The Carolinian Woodlands Recovery Team is leading an ecosystem approach to recovery of the overall ecosystem in which Red Mulberry is found. At the broader landscape level, a gap analysis (Carolinian Canada's Big Picture Project) is informing restoration efforts to buffer and amalgamate forest fragments in the natural landscape to improve habitat quality by creating larger forest interior habitats.
Broad strategies to recover Red Mulberry have been developed within this wider ecosystem context, with a focus on addressing threats and gathering the information needed to refine and attain the population and distribution objectives to support the recovery of Red Mulberry (see Table 3).

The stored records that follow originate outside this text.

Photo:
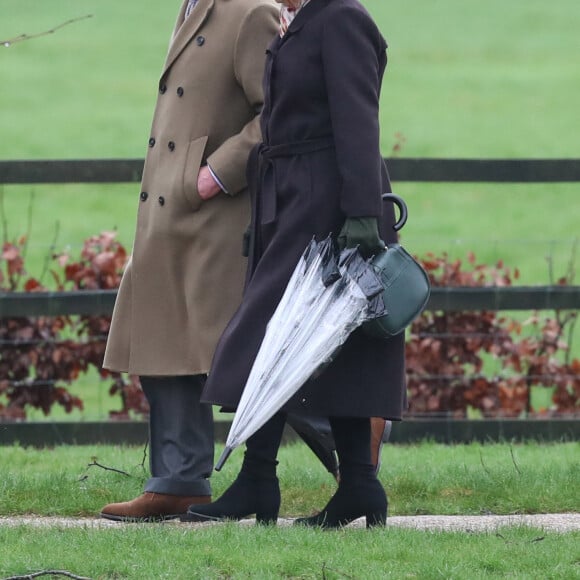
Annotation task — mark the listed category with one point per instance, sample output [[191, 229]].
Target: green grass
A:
[[420, 479], [494, 79], [231, 551]]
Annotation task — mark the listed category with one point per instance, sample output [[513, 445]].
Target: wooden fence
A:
[[401, 169]]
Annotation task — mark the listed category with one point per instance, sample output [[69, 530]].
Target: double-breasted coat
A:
[[185, 277], [319, 163]]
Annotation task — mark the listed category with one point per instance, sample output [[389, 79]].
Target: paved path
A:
[[548, 522]]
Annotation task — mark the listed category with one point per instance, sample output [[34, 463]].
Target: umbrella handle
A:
[[400, 203], [223, 458]]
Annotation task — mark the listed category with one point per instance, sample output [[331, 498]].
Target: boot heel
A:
[[376, 519], [267, 517]]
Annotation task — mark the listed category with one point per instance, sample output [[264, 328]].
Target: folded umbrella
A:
[[326, 298]]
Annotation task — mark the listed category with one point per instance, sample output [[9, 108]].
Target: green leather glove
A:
[[362, 232]]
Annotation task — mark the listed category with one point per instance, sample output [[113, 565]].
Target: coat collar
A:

|Priority||Threat(s) addressed||Broad strategies to address threat(s)||Recommended approaches|
|High||All||Habitat restoration and population enhancement.|
|High||Hybridization||Protect and restore genetic integrity.|
|High||Nesting Cormorants||Manage the impacts of nesting Double-crested Cormorants and communicate the need for such management.|
|High||All||Community support and stewardship, and Traditional Ecological Knowledge.|
|Medium||Habitat Loss & Fragmentation, Hybridization, Other Exotics||Critical habitat protection.|
|Low||All||Enhance knowledge and understanding of the species.|
|Low||Herbivory||Manage the impacts of grazing species.|
Recovery and conservation initiatives outlined in this strategy should be coordinated with other recovery teams (e.g. Carolinian Woodland Recovery Team), conservation groups (e.g. local Ontario Stewardship councils and conservation authorities) and restoration initiatives wherever possible. First Nation communities have maintained local ecosystems for generations through the use of community Traditional Ecological Knowledge. It is important to gather and share Traditional Ecological Knowledge from Knowledge Holders to others as a means for species and ecosystem protection and recovery. Traditional Ecological Knowledge and Science can, together, better inform assessment, monitoring, and recovery of the ecosystems that support specific species at risk.
11 ELC is a land and resource classification system that describes and delineates ecosystem units based on ecological factors including vegetation, soil and geologic conditions (Lee et al. 1998).